To find out I wrote a tool to scan all of the data that’s currently available. As of yesterday that’s 200 million documents. (The export from MySQL is taking a while and I’m staging all the data on disk before loading into MongoDB. And it needs to run for several more days yet!) The code approximates the size of the data when stored in MongoDB and keeps a count of how many documents will fit in various buckets. There’s a 1KB bucket (documents less than or equal to 1KB in size), a 2KB bucket, 4KB, 8KB, an so on. The code just keeps doubling the bucket maximum until a document fits.
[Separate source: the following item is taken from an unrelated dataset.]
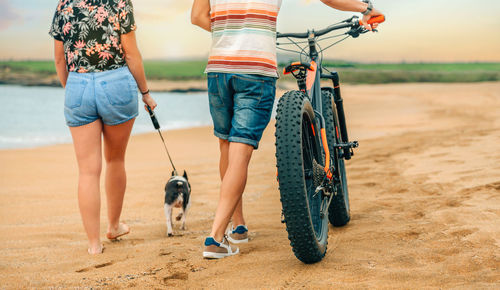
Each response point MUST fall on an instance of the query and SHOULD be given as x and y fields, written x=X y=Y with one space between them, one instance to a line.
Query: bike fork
x=339 y=103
At the end I get a histogram of the data. It tells me which buckets were used, how many documents fell into each, and what percentage of the total that is. And, not surprisingly, the data was more interesting than I might have predicted myself.
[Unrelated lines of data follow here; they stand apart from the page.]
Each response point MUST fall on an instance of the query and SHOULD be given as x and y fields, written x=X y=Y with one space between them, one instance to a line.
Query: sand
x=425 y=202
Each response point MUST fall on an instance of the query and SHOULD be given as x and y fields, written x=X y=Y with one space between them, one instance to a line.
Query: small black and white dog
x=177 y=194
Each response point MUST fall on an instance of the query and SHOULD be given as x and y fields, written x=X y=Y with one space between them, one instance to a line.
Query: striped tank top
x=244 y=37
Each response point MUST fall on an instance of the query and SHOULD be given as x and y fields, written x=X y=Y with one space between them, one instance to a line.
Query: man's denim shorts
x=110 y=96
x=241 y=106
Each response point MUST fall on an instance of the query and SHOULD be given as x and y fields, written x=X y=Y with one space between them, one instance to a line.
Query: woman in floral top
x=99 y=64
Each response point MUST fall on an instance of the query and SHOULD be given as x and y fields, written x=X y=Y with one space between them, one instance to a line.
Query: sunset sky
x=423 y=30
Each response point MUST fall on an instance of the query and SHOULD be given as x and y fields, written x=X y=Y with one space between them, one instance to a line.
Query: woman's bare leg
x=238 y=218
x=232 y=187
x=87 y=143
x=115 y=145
For our newer (and bigger) cluster:
1 KB 00% 115594 2 KB 72% 73095515 4 KB 20% 20871570 8 KB 03% 3901456 16 KB 02% 2177114 32 KB 00% 513621 64 KB 00% 7311 128 KB 00% 467 256 KB 00% 15 512 KB 00% 7 1024 KB 00% 5 4096 KB 00% 1 8192 KB 00% 2 16384 KB 00% 3 32768 KB 00% 2 65536 KB 00% 4 total count: 100682687
And our older (smaller) cluster:
1 KB 35% 26883047 2 KB 49% 37508498 4 KB 11% 8816758 8 KB 02% 1985910 16 KB 00% 560498 32 KB 00% 154749 64 KB 00% 16377 128 KB 00% 475 total count: 75926312
As you can see, there are only a few outliers so far. Once all the data is available, I can decide how to handle this. Odds are that I’ll either need to come up with some special case or simple truncate some of that data (it’s not all equally valuable).
It’s interesting that I intuitively “knew” that most of our documents would fall into the 2KB range. Based on what I see so far, about 80% of them do. And most of the other 20% aren’t too far off. But those wacky outliers that are a few MB in size would have been difficult to imagine.
If this data is representative of the whole (which is difficult to assume with such outliers), then I only have a small handful of exceptions to the 4MB limit to really worry about. But only time will tell at this point.
When in doubt, check the data. The real data. All of it.